Figure 6.. Characteristics of the F-type T4SS and relaxosome proteins encoded on Ot RAGEs.

A. Composition of the Ot RAGE F-T4SS in relation to the Agrobacterium tumefaciens vir P-T4SS and the Escherichia coli tra/trb F-T4SS from the F operon. Analogues across divergent T4SSs are coloured similarly, with other colours as follows: dark gray, RAGE T4SS proteins found in F-T4SSs but not P-T4SSs; white, E. coli F-T4SS scaffold genes not present in RAGE T4SSs; light gray, other E. coli F operon genes not present in RAGE. For relaxosome proteins (olive green), domains were predicted with SMART. B. Theoretical assembly of the RAGE T4SS in relation to data from other F- and P-type T4SSs. The uncertain synthesis of a pilus is depicted (see text for details). C. Comparison of the E. coli F operon to mobilisation genes of complete RAGEs from Ot str. Gilliam and Rickettsia bellii str. RML369-C. This E. coli strain, K-12 ER3466 (CP010442), has the F operon on a chromosomal segment flanked by transposases (yellow circles). Red shading and numbers indicate % aa identity across pairwise alignments. Dashed lines enclose the relaxosome genes, whose protein domains are described in panel A. INT, integrase; LRR, leucine rich repeat protein. D. Frequency and distribution of of full length and truncated tra/trb genes in Ot strains. Complete circles, genomes containing full sets of tra/trb genes within one or more RAGE; open circles, no complete tra/trb gene sets. Numbers in parentheses: number of complete RAGEs/number of complete RAGE genes containing truncated genes/incomplete RAGEs. Details of truncated genes and gene fusions are given in Supplementary Datasets 1 and 8. E. Genomic location of tra/trb gene clusters in Ot str. Gilliam. Triangles and highlighting depict complete RAGEs. Bracketed TraE and TraA_TI are commonly occurring pseudogenized duplications. Green circles, complete gene; small black circles, predicted pseudogene; Xs, gene absent with tra/trb gene cluster.

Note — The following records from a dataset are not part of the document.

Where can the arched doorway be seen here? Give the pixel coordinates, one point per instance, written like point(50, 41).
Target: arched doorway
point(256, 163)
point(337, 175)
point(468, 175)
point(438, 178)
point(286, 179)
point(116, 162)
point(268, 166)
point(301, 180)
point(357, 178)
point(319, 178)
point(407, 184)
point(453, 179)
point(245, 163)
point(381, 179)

Figure 7.. Synopsis of Ot P-type (vir-like) T4SS genes.

A. Description of the general rvh T4SS characteristics, summarized from prior studies^,,,. B. Theoretical assembly of the RAGE T4SS in relation to data from other P-type T4SSs. There is no synthesis of a T-pilus (see text for details) C. Comparison of genes encoding vir T4SS in Agrobacterium tumefaciens, the archetypal P-T4SS, and those encoding the rvh T4SS in Rickettsia typhi and Ot. D. Arrangement of rvh genes in Ot genomes. Red genes are located in RAGE regions whilst blue are located in IR regions. E. Previously published RNAseq and proteomics data showing relative expression levels of rvh genes in strains UT76 and Karp. These are taken from Atwal et. al 2022 (UT76) and Mika-Gospodorz et. al 2020 (Karp). UT76 data shows relative peptide counts in intracellular bacteria (IB) and extracellular bacteria (EB). Karp data shows presence or absence of detectable peptides from proteomics analysis (+/−) and relative RNA transcripts from RNAseq data (TPM/transcripts per million). F. Distribution of vir genes across Ot genomes showing lack of conservation of absolute position, despite similarities in gene groupings as shown in Fig. 7D.